When you create a clif function or you get a builder you need to give a notion
of endianness if not more platform information. Corresponds to LLVM which has
datalayout at the top of every file. Don't think that this will break things
other than that it's an API change which you should already know.
* uweigand - Confused about how other IRs have been created from the start for a
particular target and will build different IR for different targets. Have to
know the target for the IR to do anything with it anyway. Need to keep
specifying the same target when working with the same file. Or LLVM annotates
at the top. Sometimes datalayout also has target too. Having an interpreter
which doesn't know the intended target will really fully work even if
endianness is fixed. Won't there be other reasons?
* cfallin - one distinction is that the specific target is less important and
more important about details like endianness. Native loads/stores defined by
this. Pointer width can also be important. If you give me x86 IR it should be
possible to in theory compile on a 64-bit big-endian system with byteswaps?
* uweigand - don't have a full overview of the IR, but wondering if we have
things like pointer offsets which changes offsets and such?
* cfallin - not in the same way of LLVM, the code producer might assume this and
we may want to check. How would this work. If we're lowering heap_addr on
64-bit system from IR targeted from 32-bit system maybe...
* uweigand - the specific question seems fine here, tried last year and it
seemed possible. Lots of code to change though, including code outside of the
Cranelift repository.
* cfallin - no API stability right now though. Folks here produce clif IR so
this would impact you. Providing endianness to a builder isn't the biggest
dealbreaker though since it's often ...
* fitzgen - to what uweigand said, the front/middle generate different IR
depending on the backend. Are we doing this today in Cranelift? All else being
equal it would be nice if we always generated the same IR. Some issues with
endianness though. I liked you recent comment of setting the endianness once
and still a tri-state native option, but native is explicitly defined. If the
declaration of what native is the only thing that's different that seems like
a nice property.
* uweigand - to clarify I wasn't referring to Cranelift, referring to compilers
like gcc/LLVM where it generates different IR since IR already encodes
features like the calling convention, struct sizes, etc.
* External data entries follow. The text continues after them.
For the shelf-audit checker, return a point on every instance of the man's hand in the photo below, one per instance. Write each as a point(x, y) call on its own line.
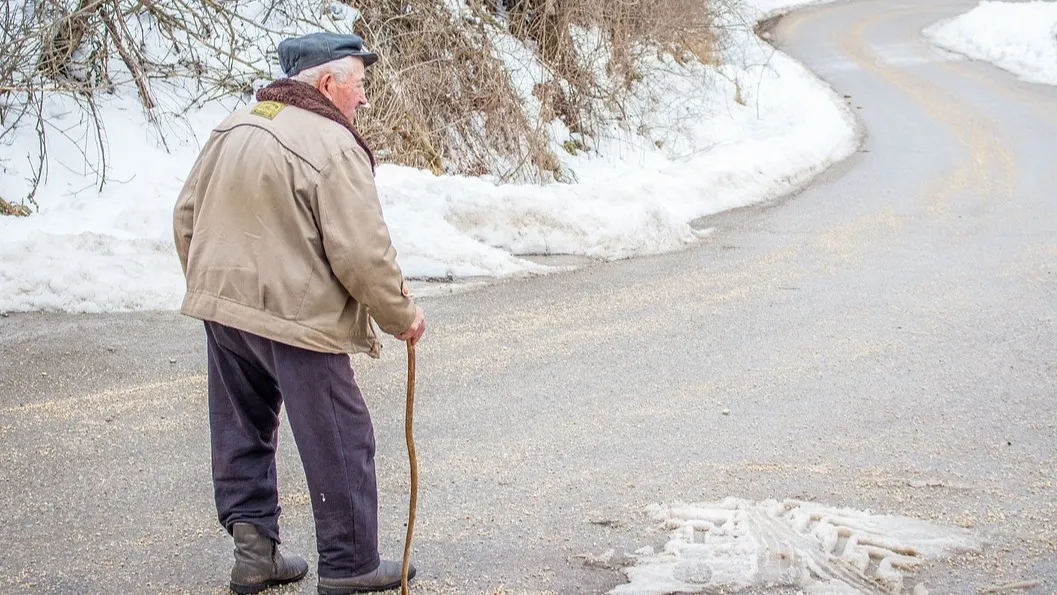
point(414, 332)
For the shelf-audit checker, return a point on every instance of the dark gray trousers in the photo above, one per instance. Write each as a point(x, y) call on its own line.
point(251, 377)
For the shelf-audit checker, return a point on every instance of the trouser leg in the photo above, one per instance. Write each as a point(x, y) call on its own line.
point(332, 427)
point(244, 406)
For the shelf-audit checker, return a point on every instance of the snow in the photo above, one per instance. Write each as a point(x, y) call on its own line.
point(1018, 37)
point(715, 138)
point(737, 544)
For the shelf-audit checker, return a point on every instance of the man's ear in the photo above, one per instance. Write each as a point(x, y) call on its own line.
point(325, 85)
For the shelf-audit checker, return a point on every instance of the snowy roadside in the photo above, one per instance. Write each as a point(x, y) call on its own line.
point(1019, 37)
point(733, 135)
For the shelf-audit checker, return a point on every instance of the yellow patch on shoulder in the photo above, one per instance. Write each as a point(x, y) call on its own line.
point(267, 109)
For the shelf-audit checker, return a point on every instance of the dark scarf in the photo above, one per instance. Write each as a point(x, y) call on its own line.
point(308, 97)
* cfallin - we don't have calling convention details but we do have struct
layout depending on what the producer is doing. No concept of struct in
cranelift, but we do have producers that compile structs. Pointer-width fields
have different sizes.
- acrichto - wasmtime has platform dependent things for VMContext yeah
- afonso - control type for stack\_addr and such is pointer type
- cfallin - if you use 32-bit on 64-bit should be compiled correctly? Would be
nice to be independent but there's lots of details
- fitzgen - imagining on the cranelift-wasm frontend it's the same
- cfallin - I think it's already true except argument loads/stores?
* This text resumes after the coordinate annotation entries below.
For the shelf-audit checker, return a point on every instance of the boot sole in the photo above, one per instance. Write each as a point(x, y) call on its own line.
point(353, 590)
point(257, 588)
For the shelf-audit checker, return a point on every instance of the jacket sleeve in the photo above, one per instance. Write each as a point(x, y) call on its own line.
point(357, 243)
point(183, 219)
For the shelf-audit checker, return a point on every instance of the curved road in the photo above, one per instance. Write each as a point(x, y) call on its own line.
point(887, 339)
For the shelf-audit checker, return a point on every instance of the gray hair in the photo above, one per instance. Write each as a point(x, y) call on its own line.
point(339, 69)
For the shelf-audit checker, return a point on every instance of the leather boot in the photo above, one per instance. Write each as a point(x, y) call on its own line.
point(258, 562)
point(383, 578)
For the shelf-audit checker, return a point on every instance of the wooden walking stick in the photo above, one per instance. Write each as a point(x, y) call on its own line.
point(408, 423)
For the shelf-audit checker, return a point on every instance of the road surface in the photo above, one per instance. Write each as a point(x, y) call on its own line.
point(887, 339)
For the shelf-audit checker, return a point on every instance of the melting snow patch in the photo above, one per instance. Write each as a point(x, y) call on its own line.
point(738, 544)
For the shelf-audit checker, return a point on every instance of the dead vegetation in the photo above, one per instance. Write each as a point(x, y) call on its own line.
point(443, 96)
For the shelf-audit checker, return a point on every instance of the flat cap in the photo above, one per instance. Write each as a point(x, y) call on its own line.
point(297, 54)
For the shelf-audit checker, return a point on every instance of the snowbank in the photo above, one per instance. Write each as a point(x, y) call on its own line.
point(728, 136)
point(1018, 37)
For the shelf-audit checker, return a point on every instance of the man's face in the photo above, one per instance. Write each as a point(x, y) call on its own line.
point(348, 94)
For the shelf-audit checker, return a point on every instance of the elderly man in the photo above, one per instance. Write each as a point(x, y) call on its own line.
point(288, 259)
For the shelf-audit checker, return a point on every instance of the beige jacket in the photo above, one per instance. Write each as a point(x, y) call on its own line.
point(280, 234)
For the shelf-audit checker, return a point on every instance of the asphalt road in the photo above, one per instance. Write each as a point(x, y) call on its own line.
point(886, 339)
- uweigand - other way around. All loads/store have explicit endianness. More
places "leave native" than use little. Most probably use little-endian though
since it's wasm.
- cfallin - almost have this property nick? maybe don't enforce?
- fitzgen - we have environment traits which customize things we want different.
Not mad about hook points for those using the frontend. If cranelift-wasm
decides to ask about the current platform and change the lowering that feels
bad.
- cfallin - agreed that's bad. This should be used to make behavior
deterministic. Don't have other platform-specific properties.
- bjorn3 - how test native loads/stores?
- cfallin - different tests? No duplication? Not sure I understand.
- cfallin - other points? Ok sounds like a reasonable approach, Afonso would you
like to try this?
- afonso - Will probably need guidance but happy to try.
#### Status
- cfallin: ISLE!
- uweigand: s390x - final patches merged and testsuite passes out-of-the-box. PR
to add s390x to CI. As we were speaking the run finished!
- akirilov: looking into pointer authentication support and code branch target
indication. These two are related. Just starting to working on an RFC since
this will probably merit discussions.